A Florida professor emerged Friday from spending 100 days living underwater, shattering the previous record of 73 days.
Joseph Dituri rose slowly from his temporary home in an ocean lagoon in Key Largo, Florida. He waved to a cheering crowd as he came up wearing a wet suit and goggles.
“What are you guys all doing here?” he joked as he floated on the surface before declaring, “We did it!”
Dituri, a biomedical engineering professor at the University of South Florida, broke the world record for the most days a human has lived underwater. The previous record of 73 days was set in 2014 by two Tennessee professors.
Dituri, 55, spoke with USA TODAY a couple hours after he resurfaced to share his initial findings about how underwater life affects the human body, what he missed the most about living on land and what he’ll miss about his time underwater.
Initial observations
Dituri’s main purpose while living underwater was not to break records. He wanted to study how the human body responds to long-term exposure to extreme pressure and whether living in hyperbaric pressure can slow the aging process. (He’s passionate about biohacking and plans to live to be 110 years old.)
Dituri underwent a battery of psychological and medical tests before he started living in a 100-square-foot special habitat 25 feet below the surface. A medical team continued running tests on him while he was underwater and will continue to do so in the coming weeks. They’re monitoring brain waves, heart rate, blood pressure, ear pressure, urine, oxygen saturation and muscle measurements, among others.
Since living underwater for 100 days, Dituri has:
- Shrunk in height by half an inch
- Gotten 60-66 percent rapid-eye movement (REM) sleep compared to 40 percent prior
- Seen his cholesterol drop by 72 points
- Seen his inflammation (which causes disease) go down by 30 percent
Dituri attributes the height loss to living in compression. On the flip side, astronauts get taller in space.
He said he doesn’t know yet whether he’ll gain that height back living on the surface again.
“That’s part of experimentation, right?” he said. “That’s part of science. That’s the cool part.”
As for his cholesterol, he said his diet did not change underwater and was kept the same on purpose so that any difference in his biochemistry would be the result of the altered living conditions.
Life below and above sea
Although Dituri was living under water for 100 days, he wasn’t bereft of human contact. During that time, he got visits from 60 different people, including his mother, his brother, 26 schoolchildren interested in science, and a handful of scientists.
Though he got visits, his life under the sea could be isolating and made him miss regular access to human contact, particularly with his girlfriend and three daughters.

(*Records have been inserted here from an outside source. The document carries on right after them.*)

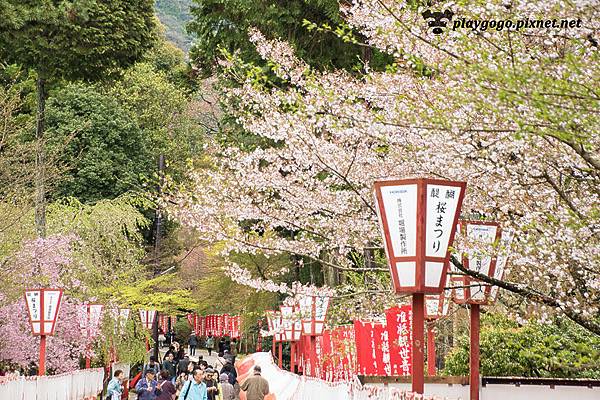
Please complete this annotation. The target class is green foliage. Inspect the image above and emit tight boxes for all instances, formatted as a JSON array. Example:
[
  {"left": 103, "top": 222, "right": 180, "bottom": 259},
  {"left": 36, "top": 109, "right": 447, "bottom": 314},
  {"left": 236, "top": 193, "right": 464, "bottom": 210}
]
[
  {"left": 106, "top": 274, "right": 198, "bottom": 315},
  {"left": 48, "top": 195, "right": 150, "bottom": 299},
  {"left": 188, "top": 0, "right": 388, "bottom": 74},
  {"left": 0, "top": 0, "right": 157, "bottom": 81},
  {"left": 156, "top": 0, "right": 192, "bottom": 51},
  {"left": 47, "top": 84, "right": 156, "bottom": 202},
  {"left": 443, "top": 314, "right": 600, "bottom": 379},
  {"left": 94, "top": 310, "right": 150, "bottom": 367}
]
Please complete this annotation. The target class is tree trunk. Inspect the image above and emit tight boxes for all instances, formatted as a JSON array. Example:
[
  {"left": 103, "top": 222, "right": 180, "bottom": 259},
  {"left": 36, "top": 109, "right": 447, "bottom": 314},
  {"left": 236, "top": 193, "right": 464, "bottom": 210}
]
[{"left": 35, "top": 75, "right": 46, "bottom": 238}]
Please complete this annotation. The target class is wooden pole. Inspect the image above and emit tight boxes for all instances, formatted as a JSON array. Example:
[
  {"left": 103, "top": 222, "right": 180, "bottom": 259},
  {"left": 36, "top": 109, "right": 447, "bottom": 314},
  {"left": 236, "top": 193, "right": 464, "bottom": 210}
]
[
  {"left": 427, "top": 323, "right": 435, "bottom": 376},
  {"left": 412, "top": 293, "right": 425, "bottom": 394},
  {"left": 469, "top": 304, "right": 480, "bottom": 400}
]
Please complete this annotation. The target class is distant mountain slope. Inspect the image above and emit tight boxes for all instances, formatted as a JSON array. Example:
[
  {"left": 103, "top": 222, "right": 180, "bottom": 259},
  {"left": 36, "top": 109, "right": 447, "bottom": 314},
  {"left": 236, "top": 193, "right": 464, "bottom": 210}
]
[{"left": 156, "top": 0, "right": 192, "bottom": 53}]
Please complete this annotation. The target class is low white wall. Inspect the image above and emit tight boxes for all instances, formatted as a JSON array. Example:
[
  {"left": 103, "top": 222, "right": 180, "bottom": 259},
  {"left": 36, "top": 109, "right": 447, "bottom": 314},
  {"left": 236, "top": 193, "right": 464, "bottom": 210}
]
[
  {"left": 365, "top": 383, "right": 600, "bottom": 400},
  {"left": 0, "top": 368, "right": 104, "bottom": 400}
]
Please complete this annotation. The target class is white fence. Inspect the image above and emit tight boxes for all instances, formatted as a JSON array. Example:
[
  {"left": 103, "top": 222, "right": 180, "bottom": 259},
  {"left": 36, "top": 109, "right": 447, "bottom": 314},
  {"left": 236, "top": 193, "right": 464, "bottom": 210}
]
[
  {"left": 365, "top": 378, "right": 600, "bottom": 400},
  {"left": 0, "top": 368, "right": 104, "bottom": 400}
]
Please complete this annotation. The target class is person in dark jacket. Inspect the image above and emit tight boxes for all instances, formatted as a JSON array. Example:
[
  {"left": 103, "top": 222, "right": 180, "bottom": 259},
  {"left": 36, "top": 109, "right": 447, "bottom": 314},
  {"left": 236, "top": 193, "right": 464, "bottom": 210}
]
[
  {"left": 241, "top": 365, "right": 269, "bottom": 400},
  {"left": 188, "top": 332, "right": 198, "bottom": 356},
  {"left": 144, "top": 356, "right": 160, "bottom": 377},
  {"left": 204, "top": 368, "right": 219, "bottom": 400},
  {"left": 135, "top": 369, "right": 158, "bottom": 400},
  {"left": 156, "top": 369, "right": 176, "bottom": 400},
  {"left": 177, "top": 356, "right": 190, "bottom": 376},
  {"left": 161, "top": 354, "right": 177, "bottom": 381},
  {"left": 219, "top": 361, "right": 237, "bottom": 385}
]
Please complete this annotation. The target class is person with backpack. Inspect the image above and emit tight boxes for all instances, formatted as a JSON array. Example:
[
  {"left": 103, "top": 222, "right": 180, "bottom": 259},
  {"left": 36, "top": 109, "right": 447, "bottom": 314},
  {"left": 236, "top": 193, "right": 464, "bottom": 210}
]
[
  {"left": 156, "top": 369, "right": 176, "bottom": 400},
  {"left": 106, "top": 369, "right": 125, "bottom": 400},
  {"left": 188, "top": 332, "right": 198, "bottom": 356},
  {"left": 178, "top": 369, "right": 208, "bottom": 400},
  {"left": 219, "top": 361, "right": 237, "bottom": 386},
  {"left": 241, "top": 365, "right": 269, "bottom": 400},
  {"left": 218, "top": 374, "right": 235, "bottom": 400},
  {"left": 163, "top": 354, "right": 177, "bottom": 382},
  {"left": 135, "top": 369, "right": 158, "bottom": 400},
  {"left": 143, "top": 356, "right": 160, "bottom": 376},
  {"left": 206, "top": 334, "right": 215, "bottom": 356}
]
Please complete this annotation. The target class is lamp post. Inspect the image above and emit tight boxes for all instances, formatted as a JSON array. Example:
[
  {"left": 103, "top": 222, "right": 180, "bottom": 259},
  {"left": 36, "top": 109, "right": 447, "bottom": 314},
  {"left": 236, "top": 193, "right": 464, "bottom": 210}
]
[
  {"left": 140, "top": 309, "right": 158, "bottom": 354},
  {"left": 267, "top": 311, "right": 283, "bottom": 368},
  {"left": 298, "top": 296, "right": 329, "bottom": 376},
  {"left": 25, "top": 289, "right": 63, "bottom": 376},
  {"left": 425, "top": 275, "right": 452, "bottom": 376},
  {"left": 79, "top": 303, "right": 104, "bottom": 369},
  {"left": 280, "top": 305, "right": 302, "bottom": 372},
  {"left": 452, "top": 221, "right": 512, "bottom": 400},
  {"left": 374, "top": 178, "right": 466, "bottom": 394}
]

“We’re creatures that are tactile in nature. Boy, there’s none of that down there,” he said. “I got to the point where I was like, ‘OK, I’m gonna need a hug.’ And when I got up (to the surface), I met every marker for every hug that I wanted. I got all the high-fives that I wanted and all the handshakes.”
While he most missed regular human contact underwater, Dituri knows it’s sea life that he’ll miss the most back on dry land.
While living underwater, he said he made friends with a lobster he named Fred. He got to watch Fred shed his exoskeleton multiple times, grow larger and eventually start his own family.
He also got to see a seahorse for the first time in his life, swim with a manatee and witness “the whole circle of life.”
“From plankton getting eaten by worms to getting eaten by little fish to getting eaten by big fish … when you’re immersed you see the entire thing,” he said.
What now?
Dituri said it’ll take about six months for him and his team to study all the data and observations from 100 days under water. They’ll present their findings at the World Extreme Medical Conference in Edinburgh, Scotland in November.
Dituri documented some of his day-to-day life underwater on Instagram.
He stayed in shape by doing 100 pushups and sit-ups a day, in addition to yoga. He had a very regimented diet, eating three eggs in the morning, a hearty salad for lunch and meat and vegetables for dinner. He didn’t drink alcohol or eat desserts.
Dituri joked that the most important item he had on board might have been his coffeemaker. He also had a microwave but couldn’t do cooking beyond that because of the pressurized conditions.
“To explore anything new always results in personal and professional discoveries,” Dituri said. “This experience has changed me in important ways, and my greatest hope is that I have inspired a new generation of explorers and researchers to push past all boundaries.”